If Jess sounds like the typical over-pressured middle class daughter, struggling to fulfil unrealistic expectations, it never seemed that simple to me. Whether her parents really judged her as harshly as she feared was always open to debate. Her occasional failings never appeared to have consequences and her choices, inconsistent and changeable as they might be, were generally supported rather than challenged or corrected. To me, it seemed likely that the pressure to conform to some vision of her future was as much internal as external. I suspected her parents would be open to Jess confiding in them and would support her through her current uncertainties rather than criticising them. It also seemed likely that Jess would emigrate before offering such confidences.
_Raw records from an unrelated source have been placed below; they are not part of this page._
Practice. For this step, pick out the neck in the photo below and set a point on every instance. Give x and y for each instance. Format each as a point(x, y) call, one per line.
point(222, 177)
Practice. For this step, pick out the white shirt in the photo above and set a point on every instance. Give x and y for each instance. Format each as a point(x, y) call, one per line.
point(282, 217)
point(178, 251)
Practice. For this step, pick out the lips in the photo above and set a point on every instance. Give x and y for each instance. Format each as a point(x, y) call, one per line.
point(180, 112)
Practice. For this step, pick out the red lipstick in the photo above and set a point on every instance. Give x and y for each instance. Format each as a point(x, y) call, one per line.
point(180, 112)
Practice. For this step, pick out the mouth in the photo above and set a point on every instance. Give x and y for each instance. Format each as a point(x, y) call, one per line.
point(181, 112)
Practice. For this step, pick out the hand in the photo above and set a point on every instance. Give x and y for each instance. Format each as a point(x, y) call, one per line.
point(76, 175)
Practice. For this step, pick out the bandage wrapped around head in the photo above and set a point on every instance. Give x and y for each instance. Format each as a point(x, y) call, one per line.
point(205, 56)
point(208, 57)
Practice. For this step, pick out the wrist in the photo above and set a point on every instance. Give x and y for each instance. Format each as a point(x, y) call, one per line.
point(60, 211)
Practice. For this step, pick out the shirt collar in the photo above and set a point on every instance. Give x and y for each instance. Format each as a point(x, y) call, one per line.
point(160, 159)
In between these reflections, I did also think about the evolution in my relationship with Jess. The night when Jess had texted me from the hotel still felt like a thrilling aberration, but it was clear that her manner had moved from familiar opaque flirtation to a more affectionate and intimate style. She now seemed to look to me for comfort as well as conversation and, for my part, I was forced to consider the previously implausible: that our moments of closeness might include more than the occasional instances when her natural exuberance and friendliness brought her close enough to see the smallest details of her skin. Those instances that lasted seconds and years before she would laughingly toss back her hair and return to a more neutral distance.

Jessica

If Matt had heard me last night, he showed no sign of it over breakfast. He seemed on edge at first and was quiet. That wasn't unusual though and there was no sign of discomfort by the time we had finished eating. For my part, I felt strangely content in unfamiliar surroundings. Our shared breakfast felt like a familiar routine established over many years rather than a temporary island surrounded by an undercurrent of emotion.

After Matt left, I took a quick shower and sat down at his desk. I read guidance on career crises, guidance on finding your ideal employer, guidance on writing a CV, and guidance on how not to write a CV. I checked the major jobs websites, made lists of possibilities and created further lists of their pros and cons. After four hours, I had identified five positions. Each had practical advantages, a realistic chance of appointing me, and no attractive features.